Simon Rattle conducts the 2007 New Year’s Eve Concert

31 Dec 2007
New Year’s Eve Concert

Berliner Philharmoniker
Sir Simon Rattle

  • Alexander Borodin
    Prince Igor: Polovtsian Dances (13 min.)

  • Alexander Borodin
    Symphony No. 2 in B minor (29 min.)

  • Modest Mussorgsky
    Khovanshchina, opera: Prelude (6 min.)

  • Modest Mussorgsky
    Pictures at an Exhibition (orchestrated by Maurice Ravel) (36 min.)

  • Dmitri Shostakovich
    The Golden Age, ballet suite, op. 22a: Dance (4 min.)

No, not Viennese waltzes but Russian orchestral music of the very choicest kind: to usher in the New Year, Sir Simon Rattle and his Berliner Philharmoniker chose some of the best-known orchestral works by Alexander Borodin and Modest Mussorgsky for their New Year’s Eve Concert in 2007. The result was a pyrotechnical display that allowed the musicians to dazzle their audience with the most disparate combinations of iridescent orchestral sonorities.

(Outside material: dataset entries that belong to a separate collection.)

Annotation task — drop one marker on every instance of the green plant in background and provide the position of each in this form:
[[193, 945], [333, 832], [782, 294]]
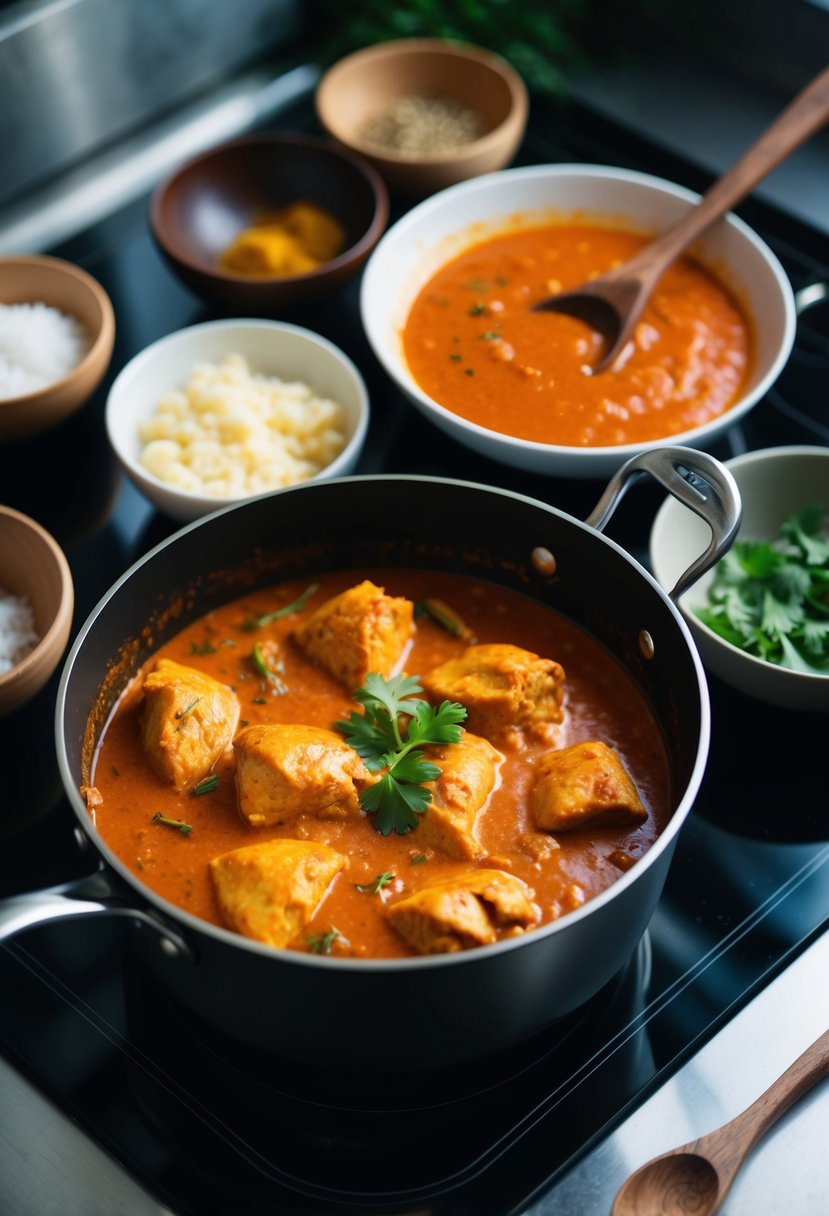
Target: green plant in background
[[545, 41]]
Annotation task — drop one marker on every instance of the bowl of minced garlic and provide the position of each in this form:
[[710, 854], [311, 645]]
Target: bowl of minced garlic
[[426, 112], [221, 411], [269, 223]]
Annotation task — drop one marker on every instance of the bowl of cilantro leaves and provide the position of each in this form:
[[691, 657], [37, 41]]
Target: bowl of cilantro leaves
[[760, 618]]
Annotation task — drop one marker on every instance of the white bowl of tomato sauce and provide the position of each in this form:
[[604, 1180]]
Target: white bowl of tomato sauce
[[447, 308]]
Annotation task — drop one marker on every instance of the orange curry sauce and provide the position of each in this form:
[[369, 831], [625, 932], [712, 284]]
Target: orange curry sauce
[[473, 344], [602, 703]]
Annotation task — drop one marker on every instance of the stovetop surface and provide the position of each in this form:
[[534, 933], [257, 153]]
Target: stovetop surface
[[207, 1127]]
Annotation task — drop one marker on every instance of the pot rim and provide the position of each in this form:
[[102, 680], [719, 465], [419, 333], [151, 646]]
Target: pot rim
[[196, 924]]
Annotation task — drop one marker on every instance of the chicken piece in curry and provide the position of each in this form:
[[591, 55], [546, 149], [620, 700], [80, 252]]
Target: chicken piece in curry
[[283, 771], [469, 771], [506, 690], [473, 908], [331, 770], [189, 720], [270, 891], [359, 631], [584, 783]]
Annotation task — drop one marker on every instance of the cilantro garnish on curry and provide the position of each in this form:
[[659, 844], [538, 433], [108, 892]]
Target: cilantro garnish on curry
[[518, 775], [378, 736]]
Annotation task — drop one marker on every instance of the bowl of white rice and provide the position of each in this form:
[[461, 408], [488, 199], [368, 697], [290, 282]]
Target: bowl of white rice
[[37, 601], [227, 410], [56, 337]]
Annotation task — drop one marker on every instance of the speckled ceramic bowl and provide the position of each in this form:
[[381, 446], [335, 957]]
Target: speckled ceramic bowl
[[202, 207]]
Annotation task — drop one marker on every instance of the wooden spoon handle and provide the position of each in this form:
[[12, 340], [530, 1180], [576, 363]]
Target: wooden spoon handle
[[801, 118], [727, 1147]]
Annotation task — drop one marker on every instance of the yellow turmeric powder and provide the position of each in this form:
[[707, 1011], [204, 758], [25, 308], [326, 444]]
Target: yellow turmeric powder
[[289, 241]]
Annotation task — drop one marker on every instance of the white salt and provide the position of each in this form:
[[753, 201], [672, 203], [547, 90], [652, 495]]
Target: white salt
[[17, 630], [38, 345]]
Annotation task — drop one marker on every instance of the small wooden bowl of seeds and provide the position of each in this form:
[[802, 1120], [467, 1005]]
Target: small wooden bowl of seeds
[[427, 113], [37, 601]]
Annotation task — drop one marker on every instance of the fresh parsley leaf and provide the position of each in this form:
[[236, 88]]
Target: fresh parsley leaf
[[297, 604], [266, 671], [323, 943], [185, 828], [385, 741], [377, 884]]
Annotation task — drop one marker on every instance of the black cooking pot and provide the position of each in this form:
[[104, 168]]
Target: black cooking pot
[[426, 1011]]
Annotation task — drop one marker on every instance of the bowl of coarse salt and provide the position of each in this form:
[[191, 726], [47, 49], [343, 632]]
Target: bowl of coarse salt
[[37, 601], [226, 410], [56, 337]]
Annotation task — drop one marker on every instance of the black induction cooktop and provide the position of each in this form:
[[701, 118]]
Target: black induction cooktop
[[208, 1127]]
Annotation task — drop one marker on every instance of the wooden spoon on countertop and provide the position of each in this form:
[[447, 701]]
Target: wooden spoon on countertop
[[694, 1180], [613, 303]]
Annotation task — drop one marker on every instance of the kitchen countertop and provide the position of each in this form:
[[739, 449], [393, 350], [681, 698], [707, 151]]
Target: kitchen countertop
[[789, 1170]]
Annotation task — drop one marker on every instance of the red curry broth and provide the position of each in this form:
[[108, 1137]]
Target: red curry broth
[[602, 703], [473, 344]]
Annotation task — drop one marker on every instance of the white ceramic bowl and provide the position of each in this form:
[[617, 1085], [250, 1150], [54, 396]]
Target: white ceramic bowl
[[444, 225], [773, 483], [271, 348]]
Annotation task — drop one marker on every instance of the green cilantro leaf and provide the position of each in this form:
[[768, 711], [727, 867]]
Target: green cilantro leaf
[[390, 735], [772, 597]]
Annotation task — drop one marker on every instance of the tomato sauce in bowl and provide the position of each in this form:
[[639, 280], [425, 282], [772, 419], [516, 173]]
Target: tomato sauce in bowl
[[474, 345]]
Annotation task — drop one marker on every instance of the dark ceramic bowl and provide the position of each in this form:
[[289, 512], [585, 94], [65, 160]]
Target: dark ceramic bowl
[[204, 204]]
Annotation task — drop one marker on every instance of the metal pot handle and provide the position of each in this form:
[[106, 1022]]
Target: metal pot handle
[[698, 480], [99, 894]]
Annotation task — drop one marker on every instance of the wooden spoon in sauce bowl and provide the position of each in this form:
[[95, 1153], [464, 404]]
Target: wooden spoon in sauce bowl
[[613, 303], [694, 1180]]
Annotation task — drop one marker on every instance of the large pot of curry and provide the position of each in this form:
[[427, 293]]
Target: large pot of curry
[[389, 770]]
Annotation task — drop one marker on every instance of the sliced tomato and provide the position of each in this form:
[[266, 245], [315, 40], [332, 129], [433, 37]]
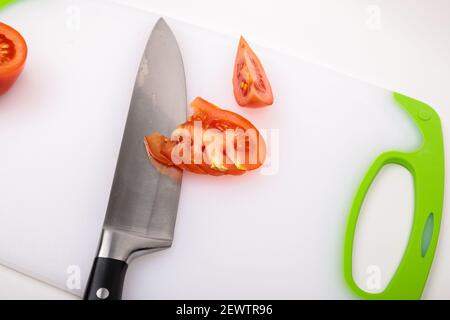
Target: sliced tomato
[[13, 53], [243, 150], [250, 84]]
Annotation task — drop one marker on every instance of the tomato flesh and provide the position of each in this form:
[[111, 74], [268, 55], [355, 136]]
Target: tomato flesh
[[237, 146], [250, 84], [13, 53]]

Together with their colleagues Cui, Balakirev and Rimsky-Korsakov, Borodin and Mussorgsky formed the “Mighty Handful” of composers in the Russia of the 1860s. Their aim was to revive Russian music in the spirit of the country’s folk music. The Polovtsian Dances from Borodin’s unfinished opera Prince Igor are correspondingly lively and exotic, whereas the same composer’s Second Symphony may be regarded as a kind of Russian “Eroica”, a masterpiece of enormous thematic weight and, at the same time, a lyrical magic that recalls the world of the fairy tale. It is a work that is heard far too rarely.

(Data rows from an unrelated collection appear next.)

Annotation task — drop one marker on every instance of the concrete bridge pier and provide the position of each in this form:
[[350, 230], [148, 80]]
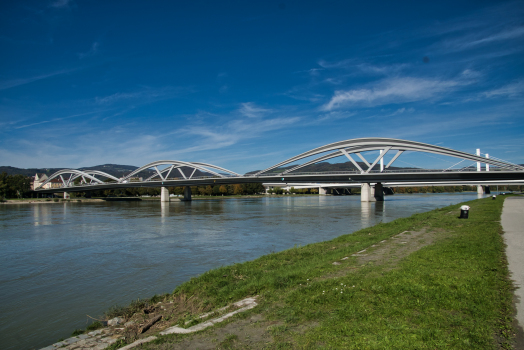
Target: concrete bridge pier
[[164, 194], [379, 192], [480, 189], [187, 194], [367, 193], [324, 190]]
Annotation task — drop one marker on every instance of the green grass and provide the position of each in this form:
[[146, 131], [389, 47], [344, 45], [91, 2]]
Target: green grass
[[452, 294]]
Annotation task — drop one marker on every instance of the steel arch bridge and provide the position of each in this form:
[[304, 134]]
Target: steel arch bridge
[[95, 180]]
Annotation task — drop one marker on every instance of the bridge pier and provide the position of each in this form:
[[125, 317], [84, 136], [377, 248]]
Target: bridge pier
[[324, 190], [480, 189], [187, 194], [366, 194], [370, 193], [379, 192], [164, 194]]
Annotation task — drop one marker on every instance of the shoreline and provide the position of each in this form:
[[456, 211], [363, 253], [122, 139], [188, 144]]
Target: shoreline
[[353, 258]]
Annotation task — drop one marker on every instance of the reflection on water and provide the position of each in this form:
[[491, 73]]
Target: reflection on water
[[63, 261]]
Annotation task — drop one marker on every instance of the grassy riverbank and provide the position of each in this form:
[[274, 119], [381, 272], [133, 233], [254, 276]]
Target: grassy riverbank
[[428, 281]]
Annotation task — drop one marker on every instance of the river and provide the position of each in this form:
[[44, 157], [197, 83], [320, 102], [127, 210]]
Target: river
[[63, 261]]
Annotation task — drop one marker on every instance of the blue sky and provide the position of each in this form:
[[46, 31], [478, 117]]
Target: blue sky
[[247, 84]]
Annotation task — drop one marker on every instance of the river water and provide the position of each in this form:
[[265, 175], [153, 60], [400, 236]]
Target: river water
[[63, 261]]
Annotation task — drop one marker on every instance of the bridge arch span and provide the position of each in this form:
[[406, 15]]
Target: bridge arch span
[[74, 174], [356, 146], [177, 164]]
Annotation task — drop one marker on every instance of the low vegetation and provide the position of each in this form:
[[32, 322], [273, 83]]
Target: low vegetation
[[430, 281]]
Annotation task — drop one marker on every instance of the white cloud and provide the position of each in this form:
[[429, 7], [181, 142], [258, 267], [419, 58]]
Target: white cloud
[[59, 4], [251, 111], [91, 52], [511, 90], [23, 81], [144, 95], [484, 38], [392, 90]]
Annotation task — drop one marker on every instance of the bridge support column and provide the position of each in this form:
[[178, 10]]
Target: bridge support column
[[480, 189], [164, 194], [187, 193], [324, 190], [379, 192], [367, 193]]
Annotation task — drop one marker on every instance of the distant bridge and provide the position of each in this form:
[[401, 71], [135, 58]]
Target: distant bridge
[[365, 176]]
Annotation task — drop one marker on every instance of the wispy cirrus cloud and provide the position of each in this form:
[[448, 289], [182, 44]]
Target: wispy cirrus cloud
[[392, 90], [250, 110], [486, 37], [60, 4], [144, 95], [93, 50], [512, 90], [7, 84]]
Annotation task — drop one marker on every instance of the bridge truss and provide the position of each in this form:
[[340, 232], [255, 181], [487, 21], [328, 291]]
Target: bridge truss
[[93, 180]]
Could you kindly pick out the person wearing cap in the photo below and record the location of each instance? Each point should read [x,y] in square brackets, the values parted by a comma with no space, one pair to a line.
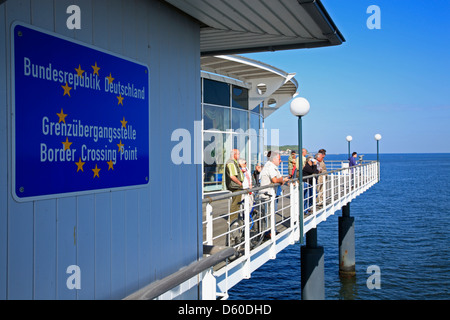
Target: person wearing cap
[304,153]
[233,182]
[320,157]
[310,168]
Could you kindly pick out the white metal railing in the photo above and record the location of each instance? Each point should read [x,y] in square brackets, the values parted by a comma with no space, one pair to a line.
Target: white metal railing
[272,222]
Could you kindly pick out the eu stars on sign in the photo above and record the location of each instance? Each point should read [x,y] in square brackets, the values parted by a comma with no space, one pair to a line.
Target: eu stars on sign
[80,117]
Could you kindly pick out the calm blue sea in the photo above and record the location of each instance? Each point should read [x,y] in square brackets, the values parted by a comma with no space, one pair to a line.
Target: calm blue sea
[402,225]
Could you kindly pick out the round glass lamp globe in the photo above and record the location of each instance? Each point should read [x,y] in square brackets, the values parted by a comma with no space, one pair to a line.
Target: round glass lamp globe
[299,107]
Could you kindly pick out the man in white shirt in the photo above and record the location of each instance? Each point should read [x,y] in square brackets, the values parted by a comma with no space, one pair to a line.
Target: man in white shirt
[270,173]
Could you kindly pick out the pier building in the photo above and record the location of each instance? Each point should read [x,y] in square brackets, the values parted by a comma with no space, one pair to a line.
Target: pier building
[139,224]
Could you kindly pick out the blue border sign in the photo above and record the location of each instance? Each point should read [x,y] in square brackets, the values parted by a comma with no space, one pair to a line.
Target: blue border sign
[80,117]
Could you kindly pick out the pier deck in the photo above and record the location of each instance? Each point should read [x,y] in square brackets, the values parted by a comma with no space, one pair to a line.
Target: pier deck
[340,187]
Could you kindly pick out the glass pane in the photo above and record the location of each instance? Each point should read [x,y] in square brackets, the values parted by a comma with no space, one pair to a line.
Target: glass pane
[241,142]
[239,120]
[216,92]
[254,122]
[254,152]
[257,108]
[216,118]
[214,159]
[240,98]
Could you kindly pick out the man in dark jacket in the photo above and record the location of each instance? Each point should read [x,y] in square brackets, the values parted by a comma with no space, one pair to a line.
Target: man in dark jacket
[309,169]
[233,182]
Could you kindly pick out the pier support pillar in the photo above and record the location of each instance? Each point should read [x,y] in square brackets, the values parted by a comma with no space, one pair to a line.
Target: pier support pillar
[346,243]
[312,268]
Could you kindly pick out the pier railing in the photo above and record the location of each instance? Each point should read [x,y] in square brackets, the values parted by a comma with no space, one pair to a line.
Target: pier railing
[269,221]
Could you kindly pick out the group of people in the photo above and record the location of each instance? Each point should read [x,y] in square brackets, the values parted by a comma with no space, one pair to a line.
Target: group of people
[238,177]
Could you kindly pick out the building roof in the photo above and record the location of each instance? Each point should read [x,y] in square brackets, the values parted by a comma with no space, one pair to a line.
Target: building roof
[240,26]
[266,84]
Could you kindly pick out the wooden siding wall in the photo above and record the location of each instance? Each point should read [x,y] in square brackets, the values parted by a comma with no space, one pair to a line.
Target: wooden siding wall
[121,240]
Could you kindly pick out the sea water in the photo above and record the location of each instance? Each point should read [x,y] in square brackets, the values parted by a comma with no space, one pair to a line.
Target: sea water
[402,227]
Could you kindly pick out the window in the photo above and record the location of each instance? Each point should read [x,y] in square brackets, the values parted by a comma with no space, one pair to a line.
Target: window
[239,120]
[240,98]
[215,92]
[216,118]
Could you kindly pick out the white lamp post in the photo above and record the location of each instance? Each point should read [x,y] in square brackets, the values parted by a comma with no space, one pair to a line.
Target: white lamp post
[299,108]
[349,138]
[378,138]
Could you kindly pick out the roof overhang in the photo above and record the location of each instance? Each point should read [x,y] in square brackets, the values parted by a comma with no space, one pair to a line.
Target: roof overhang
[267,84]
[242,26]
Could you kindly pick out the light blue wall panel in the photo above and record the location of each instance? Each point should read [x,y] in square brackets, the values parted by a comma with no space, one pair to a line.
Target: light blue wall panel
[66,229]
[3,161]
[121,240]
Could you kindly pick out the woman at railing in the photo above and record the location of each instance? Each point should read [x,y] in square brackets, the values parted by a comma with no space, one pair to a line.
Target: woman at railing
[309,169]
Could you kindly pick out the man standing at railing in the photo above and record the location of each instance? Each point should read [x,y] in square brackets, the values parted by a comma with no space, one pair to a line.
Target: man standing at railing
[351,163]
[233,181]
[292,165]
[270,174]
[320,157]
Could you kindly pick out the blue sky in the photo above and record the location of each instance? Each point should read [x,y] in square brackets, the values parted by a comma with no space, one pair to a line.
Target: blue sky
[394,81]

Following the interval the orchestra played the prelude to Mussorgsky’s Khovanshchina, with its prominent part for what Der Tagesspiegel termed Wenzel Fuchs’s “divine clarinet”. Other section leaders had a chance to shine in Ravel’s orchestration of Mussorgsky’s multifaceted Pictures at an Exhibition. And yet, as the critic of the Berliner Morgenpost noted, “none of the exquisite soloists stood out at the expense of the whole or substituted vanity for ability. The predominant mood was one of disciplined exuberance and total dedication to the music at the moment of its making”. At the end the enthusiastic audience demanded an encore, which it received in the form of what Sir Simon has called the “mad music” of Shostakovich’s Polka from his ballet suite The Golden Age.